I am getting several different kinds of errors when trying to use the Codespace Secrets feature via GitHub App. For example, when trying to access User secrets via the app, I get the following error when trying to obtain the User Codespace secrets public key:
https://api.github.com/user/codespaces/secrets/public-key: 403 Resource not accessible by integration
The permissions explained here say that the App needs the codespaces_user_secrets user permission. You can see in this screenshot that the permission is indeed set:

I also noticed updating permissions in the Account section of a GitHub App does not trigger the typical "app is requesting an update to its permissions." prompt that appears when Repository or Organization permissions are changed, so I'm leaning towards this being a GitHub-side issue.

Next, I am unable to start or stop a Codespace in a repository, once again as a GitHub App. This time I am able to authenticate and fully access the repository Codespace secrets as the GitHub App however. I get the following error when calling start:
https://api.github.com/user/codespaces/<random_gh_codespace_name>/start: 404 Not Found
The permissions explained here say that the App needs the codespaces_lifecycle_admin repository permission.

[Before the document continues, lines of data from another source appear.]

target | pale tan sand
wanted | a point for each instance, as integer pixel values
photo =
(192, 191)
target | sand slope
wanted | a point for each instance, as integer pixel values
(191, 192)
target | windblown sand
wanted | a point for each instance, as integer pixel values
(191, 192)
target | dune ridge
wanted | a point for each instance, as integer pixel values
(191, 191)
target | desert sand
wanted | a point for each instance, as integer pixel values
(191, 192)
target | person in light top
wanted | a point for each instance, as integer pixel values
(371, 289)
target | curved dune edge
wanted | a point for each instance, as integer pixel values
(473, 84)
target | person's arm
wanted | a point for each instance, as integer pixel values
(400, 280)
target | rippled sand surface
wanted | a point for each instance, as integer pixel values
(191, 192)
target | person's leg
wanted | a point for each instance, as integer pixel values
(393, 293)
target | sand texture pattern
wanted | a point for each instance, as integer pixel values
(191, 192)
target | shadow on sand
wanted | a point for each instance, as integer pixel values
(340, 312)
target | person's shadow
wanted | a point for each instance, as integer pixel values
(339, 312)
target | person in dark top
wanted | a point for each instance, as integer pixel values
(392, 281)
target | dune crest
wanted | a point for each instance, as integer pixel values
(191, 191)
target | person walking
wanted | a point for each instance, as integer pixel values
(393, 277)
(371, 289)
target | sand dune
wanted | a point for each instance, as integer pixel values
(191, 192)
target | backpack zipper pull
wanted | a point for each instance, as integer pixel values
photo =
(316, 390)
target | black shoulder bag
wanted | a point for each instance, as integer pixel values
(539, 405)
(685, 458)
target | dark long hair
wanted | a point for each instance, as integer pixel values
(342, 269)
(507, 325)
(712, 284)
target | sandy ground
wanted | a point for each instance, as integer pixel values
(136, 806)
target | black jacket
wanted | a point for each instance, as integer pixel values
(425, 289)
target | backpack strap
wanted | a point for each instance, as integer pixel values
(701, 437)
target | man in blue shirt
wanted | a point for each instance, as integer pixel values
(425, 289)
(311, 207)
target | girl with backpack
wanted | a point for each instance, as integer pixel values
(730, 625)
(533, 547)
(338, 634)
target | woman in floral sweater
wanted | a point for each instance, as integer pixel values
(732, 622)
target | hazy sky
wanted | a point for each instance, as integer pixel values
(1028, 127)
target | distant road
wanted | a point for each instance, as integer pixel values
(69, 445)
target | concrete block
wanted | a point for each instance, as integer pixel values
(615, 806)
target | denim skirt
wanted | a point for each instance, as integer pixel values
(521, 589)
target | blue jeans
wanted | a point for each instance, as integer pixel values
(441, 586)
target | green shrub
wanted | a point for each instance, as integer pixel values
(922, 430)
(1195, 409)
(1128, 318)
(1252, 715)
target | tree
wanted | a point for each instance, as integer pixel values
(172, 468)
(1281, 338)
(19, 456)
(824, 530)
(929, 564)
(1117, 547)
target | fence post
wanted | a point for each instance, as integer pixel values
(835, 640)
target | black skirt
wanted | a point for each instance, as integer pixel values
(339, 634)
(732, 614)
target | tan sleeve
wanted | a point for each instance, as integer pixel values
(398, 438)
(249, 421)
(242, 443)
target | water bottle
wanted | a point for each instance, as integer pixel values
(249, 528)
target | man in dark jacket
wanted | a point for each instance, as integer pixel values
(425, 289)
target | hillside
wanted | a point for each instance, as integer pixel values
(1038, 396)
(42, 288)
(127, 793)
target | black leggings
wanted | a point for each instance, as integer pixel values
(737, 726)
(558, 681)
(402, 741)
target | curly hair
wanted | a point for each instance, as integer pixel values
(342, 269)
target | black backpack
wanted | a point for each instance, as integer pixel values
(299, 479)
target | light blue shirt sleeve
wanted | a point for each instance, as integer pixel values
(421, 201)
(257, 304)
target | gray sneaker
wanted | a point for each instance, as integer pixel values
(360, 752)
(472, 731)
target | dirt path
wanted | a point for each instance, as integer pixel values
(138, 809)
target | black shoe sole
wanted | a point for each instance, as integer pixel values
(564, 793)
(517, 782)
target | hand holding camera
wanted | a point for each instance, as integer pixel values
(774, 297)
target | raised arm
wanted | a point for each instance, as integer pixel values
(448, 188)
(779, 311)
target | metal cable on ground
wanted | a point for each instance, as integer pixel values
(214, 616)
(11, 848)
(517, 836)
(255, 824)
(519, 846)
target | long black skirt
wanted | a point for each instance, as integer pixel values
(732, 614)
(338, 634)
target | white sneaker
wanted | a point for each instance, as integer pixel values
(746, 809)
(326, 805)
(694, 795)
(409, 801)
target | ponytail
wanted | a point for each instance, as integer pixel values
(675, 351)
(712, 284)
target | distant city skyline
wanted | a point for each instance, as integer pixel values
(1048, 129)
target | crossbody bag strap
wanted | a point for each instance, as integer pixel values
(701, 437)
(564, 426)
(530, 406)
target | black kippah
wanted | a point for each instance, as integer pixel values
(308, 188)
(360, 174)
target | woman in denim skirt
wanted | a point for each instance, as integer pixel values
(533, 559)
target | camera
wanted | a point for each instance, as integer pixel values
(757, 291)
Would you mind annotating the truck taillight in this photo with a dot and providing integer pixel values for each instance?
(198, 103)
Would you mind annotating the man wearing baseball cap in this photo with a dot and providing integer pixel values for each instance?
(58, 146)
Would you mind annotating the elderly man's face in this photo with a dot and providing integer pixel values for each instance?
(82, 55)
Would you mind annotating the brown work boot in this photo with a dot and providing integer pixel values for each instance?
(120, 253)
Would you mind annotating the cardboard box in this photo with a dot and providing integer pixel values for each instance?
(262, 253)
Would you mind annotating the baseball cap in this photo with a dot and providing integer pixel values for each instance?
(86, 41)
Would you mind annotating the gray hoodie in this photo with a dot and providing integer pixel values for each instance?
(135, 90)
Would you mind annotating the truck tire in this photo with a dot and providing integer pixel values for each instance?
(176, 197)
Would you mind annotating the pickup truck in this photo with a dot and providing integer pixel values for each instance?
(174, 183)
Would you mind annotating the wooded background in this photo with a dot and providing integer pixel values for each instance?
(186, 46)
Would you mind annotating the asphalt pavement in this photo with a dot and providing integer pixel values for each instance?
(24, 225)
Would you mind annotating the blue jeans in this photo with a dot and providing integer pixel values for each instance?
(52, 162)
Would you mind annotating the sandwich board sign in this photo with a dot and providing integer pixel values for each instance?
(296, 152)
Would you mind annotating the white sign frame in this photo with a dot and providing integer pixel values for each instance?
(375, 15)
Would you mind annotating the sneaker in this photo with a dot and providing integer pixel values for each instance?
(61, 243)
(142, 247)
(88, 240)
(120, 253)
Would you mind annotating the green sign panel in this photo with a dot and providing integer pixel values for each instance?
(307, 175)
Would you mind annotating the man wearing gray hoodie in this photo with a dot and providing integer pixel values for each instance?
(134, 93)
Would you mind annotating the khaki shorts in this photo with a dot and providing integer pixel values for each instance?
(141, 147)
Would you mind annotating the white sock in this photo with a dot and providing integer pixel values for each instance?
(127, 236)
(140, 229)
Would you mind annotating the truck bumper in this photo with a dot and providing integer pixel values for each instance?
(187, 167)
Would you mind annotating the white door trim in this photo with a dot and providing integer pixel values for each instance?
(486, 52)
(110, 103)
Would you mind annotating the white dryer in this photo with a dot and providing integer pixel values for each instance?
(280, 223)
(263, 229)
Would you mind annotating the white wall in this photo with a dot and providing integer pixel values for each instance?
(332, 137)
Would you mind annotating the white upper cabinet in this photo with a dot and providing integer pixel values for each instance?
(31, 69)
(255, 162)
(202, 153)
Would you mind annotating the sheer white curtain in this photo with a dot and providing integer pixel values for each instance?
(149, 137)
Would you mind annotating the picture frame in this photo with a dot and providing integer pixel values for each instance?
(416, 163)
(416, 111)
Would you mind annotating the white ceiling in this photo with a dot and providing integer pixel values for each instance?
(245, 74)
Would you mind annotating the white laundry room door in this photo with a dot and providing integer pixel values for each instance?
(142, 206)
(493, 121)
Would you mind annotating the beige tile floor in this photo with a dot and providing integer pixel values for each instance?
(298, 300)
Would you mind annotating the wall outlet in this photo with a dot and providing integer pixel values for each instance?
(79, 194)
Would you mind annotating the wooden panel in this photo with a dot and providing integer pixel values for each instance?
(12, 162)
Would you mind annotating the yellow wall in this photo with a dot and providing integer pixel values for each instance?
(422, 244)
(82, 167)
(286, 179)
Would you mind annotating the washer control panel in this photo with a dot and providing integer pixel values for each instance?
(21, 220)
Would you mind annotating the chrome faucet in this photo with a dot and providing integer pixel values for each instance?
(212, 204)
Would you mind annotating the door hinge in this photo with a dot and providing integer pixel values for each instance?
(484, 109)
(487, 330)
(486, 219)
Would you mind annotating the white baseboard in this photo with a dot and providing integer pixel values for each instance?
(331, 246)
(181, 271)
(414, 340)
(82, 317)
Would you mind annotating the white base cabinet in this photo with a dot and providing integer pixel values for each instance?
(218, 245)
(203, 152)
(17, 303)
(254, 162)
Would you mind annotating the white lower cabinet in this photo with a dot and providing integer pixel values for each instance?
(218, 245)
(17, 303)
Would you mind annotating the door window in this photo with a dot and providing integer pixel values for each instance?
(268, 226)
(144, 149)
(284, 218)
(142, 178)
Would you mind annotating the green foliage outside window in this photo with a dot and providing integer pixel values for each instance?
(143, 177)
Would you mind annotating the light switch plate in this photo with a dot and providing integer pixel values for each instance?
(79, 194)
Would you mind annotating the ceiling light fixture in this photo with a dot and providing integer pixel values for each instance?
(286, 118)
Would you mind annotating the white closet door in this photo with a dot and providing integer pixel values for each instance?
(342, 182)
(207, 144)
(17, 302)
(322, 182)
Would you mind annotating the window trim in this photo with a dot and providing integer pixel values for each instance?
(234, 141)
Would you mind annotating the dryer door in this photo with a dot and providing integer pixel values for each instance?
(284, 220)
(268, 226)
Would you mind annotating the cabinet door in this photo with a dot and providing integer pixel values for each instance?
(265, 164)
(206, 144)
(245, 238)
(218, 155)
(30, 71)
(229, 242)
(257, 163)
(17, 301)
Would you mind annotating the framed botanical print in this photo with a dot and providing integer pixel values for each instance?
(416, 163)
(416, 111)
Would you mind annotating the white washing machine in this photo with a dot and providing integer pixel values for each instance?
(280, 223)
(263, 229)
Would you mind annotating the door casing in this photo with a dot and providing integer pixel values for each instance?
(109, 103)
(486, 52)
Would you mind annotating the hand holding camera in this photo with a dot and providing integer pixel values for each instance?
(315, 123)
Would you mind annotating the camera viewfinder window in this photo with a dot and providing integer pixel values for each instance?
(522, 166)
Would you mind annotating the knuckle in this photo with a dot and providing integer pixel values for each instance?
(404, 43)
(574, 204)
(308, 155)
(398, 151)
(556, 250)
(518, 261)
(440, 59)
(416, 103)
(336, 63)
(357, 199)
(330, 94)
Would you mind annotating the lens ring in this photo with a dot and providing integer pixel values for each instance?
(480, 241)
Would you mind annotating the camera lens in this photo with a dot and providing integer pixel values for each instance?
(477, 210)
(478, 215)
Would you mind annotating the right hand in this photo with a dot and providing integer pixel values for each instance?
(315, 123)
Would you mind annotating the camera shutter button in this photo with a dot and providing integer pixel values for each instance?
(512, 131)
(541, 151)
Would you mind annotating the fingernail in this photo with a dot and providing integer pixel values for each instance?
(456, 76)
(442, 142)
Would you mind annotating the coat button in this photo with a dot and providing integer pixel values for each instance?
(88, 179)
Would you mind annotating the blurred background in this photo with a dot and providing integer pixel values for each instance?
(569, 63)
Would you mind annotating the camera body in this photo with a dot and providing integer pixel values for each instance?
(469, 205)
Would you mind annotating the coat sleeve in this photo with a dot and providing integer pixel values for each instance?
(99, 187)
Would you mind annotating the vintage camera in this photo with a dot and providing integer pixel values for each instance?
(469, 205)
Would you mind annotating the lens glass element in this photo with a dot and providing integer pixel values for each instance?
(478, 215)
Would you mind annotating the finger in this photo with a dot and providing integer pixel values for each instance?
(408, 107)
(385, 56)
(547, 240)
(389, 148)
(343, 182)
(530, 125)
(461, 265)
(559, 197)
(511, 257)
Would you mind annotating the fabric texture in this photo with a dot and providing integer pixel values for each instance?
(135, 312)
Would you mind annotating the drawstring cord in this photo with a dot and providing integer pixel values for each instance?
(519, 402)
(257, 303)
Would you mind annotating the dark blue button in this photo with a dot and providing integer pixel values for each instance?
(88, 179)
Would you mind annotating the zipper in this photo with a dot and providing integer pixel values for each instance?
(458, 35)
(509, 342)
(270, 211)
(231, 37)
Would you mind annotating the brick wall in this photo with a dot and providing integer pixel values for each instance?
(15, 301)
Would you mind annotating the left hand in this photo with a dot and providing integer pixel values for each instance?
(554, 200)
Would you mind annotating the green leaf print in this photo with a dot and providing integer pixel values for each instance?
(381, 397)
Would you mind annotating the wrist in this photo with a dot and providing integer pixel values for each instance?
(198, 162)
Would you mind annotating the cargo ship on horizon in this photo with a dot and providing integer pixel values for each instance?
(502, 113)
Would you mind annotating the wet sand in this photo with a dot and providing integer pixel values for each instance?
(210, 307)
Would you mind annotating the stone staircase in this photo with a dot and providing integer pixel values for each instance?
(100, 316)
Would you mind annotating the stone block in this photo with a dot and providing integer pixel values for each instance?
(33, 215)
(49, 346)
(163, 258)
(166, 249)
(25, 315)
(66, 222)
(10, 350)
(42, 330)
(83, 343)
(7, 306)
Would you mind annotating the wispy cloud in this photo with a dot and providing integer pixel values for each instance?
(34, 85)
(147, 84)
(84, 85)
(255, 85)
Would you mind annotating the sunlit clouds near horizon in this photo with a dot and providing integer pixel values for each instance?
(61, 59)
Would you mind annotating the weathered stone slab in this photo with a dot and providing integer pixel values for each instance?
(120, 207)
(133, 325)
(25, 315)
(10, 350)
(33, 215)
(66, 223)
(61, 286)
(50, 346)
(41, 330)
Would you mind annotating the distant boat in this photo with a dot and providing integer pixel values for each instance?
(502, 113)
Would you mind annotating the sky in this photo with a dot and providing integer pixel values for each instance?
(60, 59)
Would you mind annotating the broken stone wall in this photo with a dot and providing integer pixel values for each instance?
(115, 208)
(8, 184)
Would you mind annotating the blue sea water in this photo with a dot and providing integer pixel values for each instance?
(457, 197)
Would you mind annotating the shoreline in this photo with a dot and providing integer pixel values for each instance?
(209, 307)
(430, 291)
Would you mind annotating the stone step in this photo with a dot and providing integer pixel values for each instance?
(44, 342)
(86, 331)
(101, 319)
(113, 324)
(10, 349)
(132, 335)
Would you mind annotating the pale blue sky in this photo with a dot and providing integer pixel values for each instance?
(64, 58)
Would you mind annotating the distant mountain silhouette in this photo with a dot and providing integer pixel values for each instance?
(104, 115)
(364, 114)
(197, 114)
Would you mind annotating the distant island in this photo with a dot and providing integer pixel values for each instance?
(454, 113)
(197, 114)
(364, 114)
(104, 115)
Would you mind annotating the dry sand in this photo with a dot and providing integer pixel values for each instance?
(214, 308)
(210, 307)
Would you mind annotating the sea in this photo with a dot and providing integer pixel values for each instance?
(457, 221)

You can see again in this screenshot that the permission is indeed set:

Lastly, the final issue with Codespace secrets. This time, it fails Personal Access Tokens (+it seems GitHub doesn't support Apps for these Org secrets at all). Like the first issue, when trying to obtain the public key of the Organization Codespace secrets it fails:
https://api.github.com/orgs/<org_name>/codespaces/secrets/public-key: 404 Not Found
The permissions explained here say that the Access Token needs the admin:org organization permission. You can see in the screenshot one final time that the permission is set:

I found it a bit strange this one supposedly doesn't require "organization codespace secrets" permissions to be set like the others all require, however adding that permission and in fact all permissions to the PAT still gives the same public key error.

My hunch is this is all likely on GitHub's side but as mentioned I figured I'd start here first, and I can point to this post as a later reference if I need to open up an issue with GitHub directly.

Hmmm... thanks for the detailed writeup of the issues you are seeing.
I personally have not used Codespace secrets, and unfortunately don't know what the problem is.
From your description, it sounds like you are using things properly.

I'll leave this issue open in the hopes that someone else has tried the Codespace APIs.

Maybe @artificial-aidan who wrote the initial implementation in #2803 has some ideas.

I didn't end up using the implementation in my companies product, so other than initial testing I don't have much info.

What I would do is replicate the same process with bare http calls and see if you get the same process. I think there is a logging setting in the Go library to print all http calls.

Thanks, @artificial-aidan !

Along the same lines, this package is frequently helpful to debug the curl versions of API calls:
https://github.com/gmlewis/go-httpdebug

Thanks for the suggestions. I am seeing the same errors when using the curl commands directly, such as using a PAT for the organization codespace public key:
{"message":"Not Found","documentation_url":"https://docs.github.com/rest/codespaces/organization-secrets#get-an-organization-public-key"}

Providing an incorrect PAT changes the error message to "Bad credentials", so it seems to at least be recognizing that there is a valid token being provided and authorizing my request.

I'll see what options I have available regarding bringing this up with GitHub directly.